Tende piedade de nós, Senhor, Deus do mundo inteiro, e olhai! Mostrai-nos a luz do vosso amor. Infundi o vosso temor em todos os povos que não vos procuram, para que saibam que não há outro Deus senão vós. Que eles vos reconheçam, como nós vos reconhecemos, que não há Deus além de vós, Senhor. Fazei novos milagres, renovai os prodígios (vv. 1-2.5-6).

O Deus de Israel é o único Deus do universo, “Deus do mundo inteiro”. Todos os povos pagãos, especialmente os selêucidas, gregos da região e época que oprimem os judeus, devem reconhecer com temor ”que não há Deus além de vós, Senhor’” (cf. v. 19). A situação histórica é vista num contexto universal que o Senhor domina (cf. Dt 28,19; Is 44,4; 45,5.22-24).

”Fazei novo milagres e renovai os prodígios” (v. 6). Na situação histórica presente, a história passada tem de se fazer atual. A experiência passada da salvação fundamenta a confiança presente e o fervor da súplica, mas não pode consistir em pura lembrança inoperante. Deus tem de demonstrar sua continuidade e coerência, as quais a oração apela. Nos versículos seguintes (vv. 7-12, omitidos pela liturgia de hoje) se pede a destruição dos inimigos.

Reuni as tribos todas de Jacó, e dai-lhes a herança como no tempo antigo. Tende piedade do povo chamado pelo vosso nome, e de Israel, a quem tratastes como primogênito. Compadecei-vos de vossa santa cidade, de Jerusalém, lugar de vossa morada. Enchei Sião de vossa majestade, e de vossa glória o templo (vv. 13-16).

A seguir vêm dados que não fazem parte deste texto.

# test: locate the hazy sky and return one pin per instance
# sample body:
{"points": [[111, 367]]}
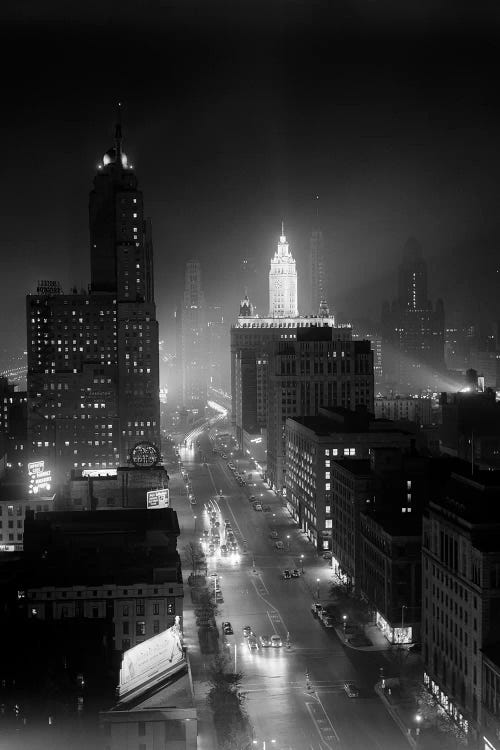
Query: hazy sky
{"points": [[236, 116]]}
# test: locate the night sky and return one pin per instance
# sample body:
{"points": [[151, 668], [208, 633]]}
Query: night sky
{"points": [[237, 115]]}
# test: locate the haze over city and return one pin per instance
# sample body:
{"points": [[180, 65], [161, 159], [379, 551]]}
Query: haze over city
{"points": [[250, 376]]}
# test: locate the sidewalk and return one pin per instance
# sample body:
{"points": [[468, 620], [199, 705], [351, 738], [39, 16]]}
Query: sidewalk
{"points": [[199, 662]]}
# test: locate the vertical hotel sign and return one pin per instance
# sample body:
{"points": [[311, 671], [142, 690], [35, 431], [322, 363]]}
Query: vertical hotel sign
{"points": [[40, 478]]}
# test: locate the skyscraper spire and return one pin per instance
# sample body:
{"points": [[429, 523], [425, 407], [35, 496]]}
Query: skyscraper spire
{"points": [[118, 132]]}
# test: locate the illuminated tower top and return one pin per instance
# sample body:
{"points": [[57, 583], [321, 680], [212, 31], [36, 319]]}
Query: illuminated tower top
{"points": [[283, 282]]}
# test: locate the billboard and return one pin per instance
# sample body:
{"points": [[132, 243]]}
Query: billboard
{"points": [[158, 499], [152, 660]]}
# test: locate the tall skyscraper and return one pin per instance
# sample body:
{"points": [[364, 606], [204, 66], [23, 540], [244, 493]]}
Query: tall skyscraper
{"points": [[193, 354], [318, 272], [93, 381], [283, 282], [412, 330]]}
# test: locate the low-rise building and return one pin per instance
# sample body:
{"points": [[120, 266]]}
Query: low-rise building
{"points": [[121, 567], [390, 572]]}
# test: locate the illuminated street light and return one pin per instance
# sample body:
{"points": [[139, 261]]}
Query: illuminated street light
{"points": [[418, 719]]}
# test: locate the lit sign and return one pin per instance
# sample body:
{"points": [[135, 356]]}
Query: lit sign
{"points": [[99, 473], [145, 455], [40, 477], [158, 499]]}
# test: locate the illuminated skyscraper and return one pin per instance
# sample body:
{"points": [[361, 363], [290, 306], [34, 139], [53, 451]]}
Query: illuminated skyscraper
{"points": [[318, 274], [93, 390], [283, 282], [193, 340]]}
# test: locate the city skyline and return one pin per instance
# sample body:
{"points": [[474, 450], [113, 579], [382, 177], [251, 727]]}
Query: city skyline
{"points": [[391, 150]]}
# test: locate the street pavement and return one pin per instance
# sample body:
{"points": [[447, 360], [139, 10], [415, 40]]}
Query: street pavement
{"points": [[294, 696]]}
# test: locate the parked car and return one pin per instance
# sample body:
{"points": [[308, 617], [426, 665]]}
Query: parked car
{"points": [[351, 689], [316, 608]]}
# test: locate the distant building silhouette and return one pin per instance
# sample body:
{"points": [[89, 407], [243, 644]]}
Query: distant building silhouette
{"points": [[412, 330]]}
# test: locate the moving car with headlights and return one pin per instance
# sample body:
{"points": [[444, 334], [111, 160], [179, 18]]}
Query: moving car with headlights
{"points": [[351, 689], [252, 643]]}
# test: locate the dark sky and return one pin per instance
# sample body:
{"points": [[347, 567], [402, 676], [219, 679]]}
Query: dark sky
{"points": [[236, 116]]}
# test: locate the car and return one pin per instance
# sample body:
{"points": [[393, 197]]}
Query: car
{"points": [[359, 640], [316, 608], [351, 689], [252, 643]]}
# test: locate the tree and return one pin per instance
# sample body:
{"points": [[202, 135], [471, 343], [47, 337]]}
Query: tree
{"points": [[195, 557], [226, 701]]}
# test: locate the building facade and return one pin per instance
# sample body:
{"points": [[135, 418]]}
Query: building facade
{"points": [[313, 445], [412, 330], [283, 282], [461, 593], [319, 366], [93, 380], [193, 339]]}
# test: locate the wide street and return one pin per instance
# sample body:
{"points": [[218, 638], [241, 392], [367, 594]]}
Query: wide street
{"points": [[295, 696]]}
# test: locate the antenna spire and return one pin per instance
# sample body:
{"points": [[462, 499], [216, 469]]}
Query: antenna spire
{"points": [[118, 131]]}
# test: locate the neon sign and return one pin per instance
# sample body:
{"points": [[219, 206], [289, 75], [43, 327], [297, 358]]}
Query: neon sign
{"points": [[40, 477]]}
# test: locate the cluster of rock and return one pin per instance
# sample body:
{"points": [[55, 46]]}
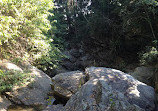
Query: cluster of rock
{"points": [[33, 92], [109, 89], [96, 89]]}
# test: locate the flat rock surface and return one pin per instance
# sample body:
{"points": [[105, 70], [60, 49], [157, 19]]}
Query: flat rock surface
{"points": [[66, 84], [112, 90]]}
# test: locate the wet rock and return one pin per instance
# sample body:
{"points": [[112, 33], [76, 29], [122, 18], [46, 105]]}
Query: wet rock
{"points": [[66, 84], [111, 90], [58, 107]]}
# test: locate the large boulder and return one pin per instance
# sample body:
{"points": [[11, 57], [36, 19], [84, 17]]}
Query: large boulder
{"points": [[66, 84], [143, 74], [33, 92], [111, 90], [58, 107], [4, 103]]}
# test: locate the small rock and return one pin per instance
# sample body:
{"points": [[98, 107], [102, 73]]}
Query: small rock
{"points": [[112, 90]]}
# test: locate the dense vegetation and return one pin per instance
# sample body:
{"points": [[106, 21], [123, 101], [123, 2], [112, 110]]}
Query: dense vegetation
{"points": [[23, 33], [36, 31], [125, 28]]}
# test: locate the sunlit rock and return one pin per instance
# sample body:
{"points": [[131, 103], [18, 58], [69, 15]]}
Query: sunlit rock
{"points": [[4, 103], [66, 84], [111, 90]]}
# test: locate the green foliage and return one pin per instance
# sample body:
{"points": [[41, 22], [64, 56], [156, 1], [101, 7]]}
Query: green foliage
{"points": [[9, 79], [119, 27], [24, 26], [150, 57]]}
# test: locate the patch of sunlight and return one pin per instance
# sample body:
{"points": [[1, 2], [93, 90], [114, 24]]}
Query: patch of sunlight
{"points": [[115, 70], [36, 72], [110, 76], [134, 91], [95, 81]]}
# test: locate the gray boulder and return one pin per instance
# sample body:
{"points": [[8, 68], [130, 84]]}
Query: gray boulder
{"points": [[4, 103], [66, 84], [58, 107], [111, 90], [33, 92]]}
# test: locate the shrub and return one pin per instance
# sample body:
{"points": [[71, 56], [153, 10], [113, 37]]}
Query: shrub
{"points": [[150, 57], [9, 79]]}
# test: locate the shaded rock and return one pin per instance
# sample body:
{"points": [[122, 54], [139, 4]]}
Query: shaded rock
{"points": [[111, 90], [33, 92], [143, 74], [58, 107], [75, 53], [4, 64], [66, 84], [4, 103]]}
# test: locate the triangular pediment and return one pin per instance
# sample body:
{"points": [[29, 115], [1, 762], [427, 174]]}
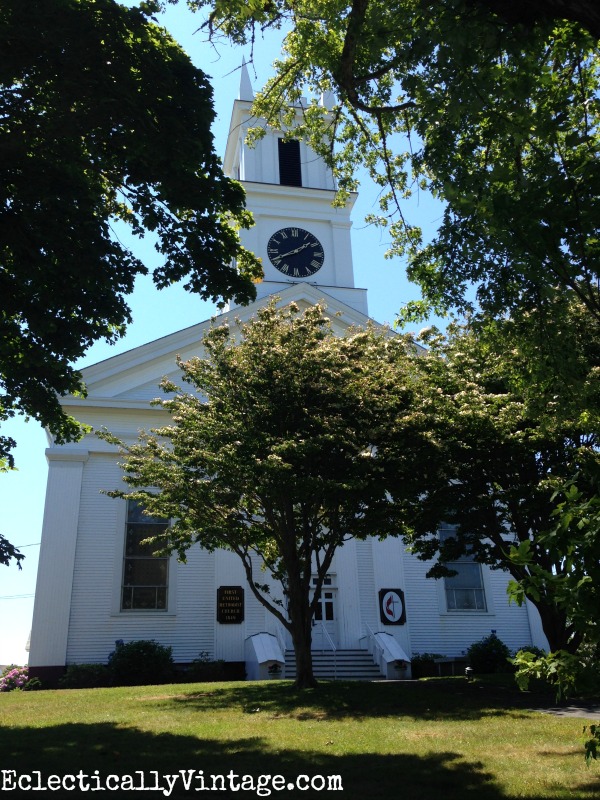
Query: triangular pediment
{"points": [[133, 377]]}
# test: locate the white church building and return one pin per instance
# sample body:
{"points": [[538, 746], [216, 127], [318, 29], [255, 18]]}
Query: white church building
{"points": [[96, 584]]}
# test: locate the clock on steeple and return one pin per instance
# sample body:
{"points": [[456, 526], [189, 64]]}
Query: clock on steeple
{"points": [[298, 234]]}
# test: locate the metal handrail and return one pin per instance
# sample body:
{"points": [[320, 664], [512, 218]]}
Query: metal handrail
{"points": [[377, 648], [333, 648], [280, 639]]}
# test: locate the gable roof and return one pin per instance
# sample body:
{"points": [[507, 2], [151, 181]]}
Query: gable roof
{"points": [[131, 379]]}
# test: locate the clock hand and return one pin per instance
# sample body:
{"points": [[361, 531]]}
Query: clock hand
{"points": [[297, 250]]}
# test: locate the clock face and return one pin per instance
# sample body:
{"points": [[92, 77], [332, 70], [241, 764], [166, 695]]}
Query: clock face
{"points": [[295, 252]]}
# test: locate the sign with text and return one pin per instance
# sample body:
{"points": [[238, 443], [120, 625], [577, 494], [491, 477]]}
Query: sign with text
{"points": [[391, 606], [230, 605]]}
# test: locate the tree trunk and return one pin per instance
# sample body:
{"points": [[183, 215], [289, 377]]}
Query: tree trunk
{"points": [[301, 631], [302, 640], [556, 628]]}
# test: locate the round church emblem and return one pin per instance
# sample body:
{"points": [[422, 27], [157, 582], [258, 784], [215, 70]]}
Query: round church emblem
{"points": [[391, 606]]}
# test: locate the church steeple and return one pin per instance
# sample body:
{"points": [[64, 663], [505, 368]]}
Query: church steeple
{"points": [[246, 92], [299, 235]]}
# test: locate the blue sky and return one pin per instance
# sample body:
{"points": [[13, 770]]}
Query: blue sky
{"points": [[157, 314]]}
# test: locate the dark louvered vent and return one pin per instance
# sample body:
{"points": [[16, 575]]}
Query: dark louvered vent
{"points": [[290, 173]]}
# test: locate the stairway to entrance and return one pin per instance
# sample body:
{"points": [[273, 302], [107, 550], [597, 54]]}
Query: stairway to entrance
{"points": [[355, 665]]}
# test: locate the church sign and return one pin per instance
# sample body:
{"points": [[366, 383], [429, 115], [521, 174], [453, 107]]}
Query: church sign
{"points": [[230, 605], [391, 606]]}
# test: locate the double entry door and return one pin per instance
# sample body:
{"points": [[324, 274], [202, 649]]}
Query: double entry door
{"points": [[325, 627]]}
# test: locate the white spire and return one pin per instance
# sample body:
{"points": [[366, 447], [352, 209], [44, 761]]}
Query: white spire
{"points": [[245, 92]]}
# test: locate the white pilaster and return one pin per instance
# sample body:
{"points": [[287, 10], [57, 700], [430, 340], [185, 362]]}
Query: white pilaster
{"points": [[57, 557]]}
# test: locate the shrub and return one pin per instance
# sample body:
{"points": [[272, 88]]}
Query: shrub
{"points": [[489, 655], [85, 676], [140, 663], [204, 668], [14, 677]]}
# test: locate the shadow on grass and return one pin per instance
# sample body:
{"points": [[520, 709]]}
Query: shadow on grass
{"points": [[426, 701], [70, 748]]}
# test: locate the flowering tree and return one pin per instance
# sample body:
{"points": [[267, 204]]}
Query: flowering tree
{"points": [[283, 450]]}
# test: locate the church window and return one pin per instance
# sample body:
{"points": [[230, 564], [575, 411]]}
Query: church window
{"points": [[464, 591], [290, 172], [145, 576]]}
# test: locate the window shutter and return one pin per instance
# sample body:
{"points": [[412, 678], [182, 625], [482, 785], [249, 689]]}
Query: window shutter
{"points": [[290, 173]]}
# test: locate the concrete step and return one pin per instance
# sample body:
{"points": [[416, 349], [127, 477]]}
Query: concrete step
{"points": [[344, 664]]}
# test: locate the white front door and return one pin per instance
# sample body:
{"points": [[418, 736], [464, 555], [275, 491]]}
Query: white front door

“Reuni todas as tribos de Jacó e dai-lhes a herança, como no tempo antigo” (v. 13). Jacó é Israel (Gn 32,29; 35,10). Esta esperança de uma reunião das tribos, particularmente viva no tempo do exílio, perpetuou-se no judaísmo bem depois da volta dos exilados; os judeus sempre consideravam a dispersão no exterior como situação provisória e lamentável, a qual a vinda do Messias deve pôr fim. Faz parte da restauração a reconstrução da “santa cidade, de “Jerusalém” (cf. Lc 2,38; At 1,6), lugar de vossa morada” que é o “templo” no morro de “Sião”, dois sinais da escolha e da presença da “glória” (vv. 15-16).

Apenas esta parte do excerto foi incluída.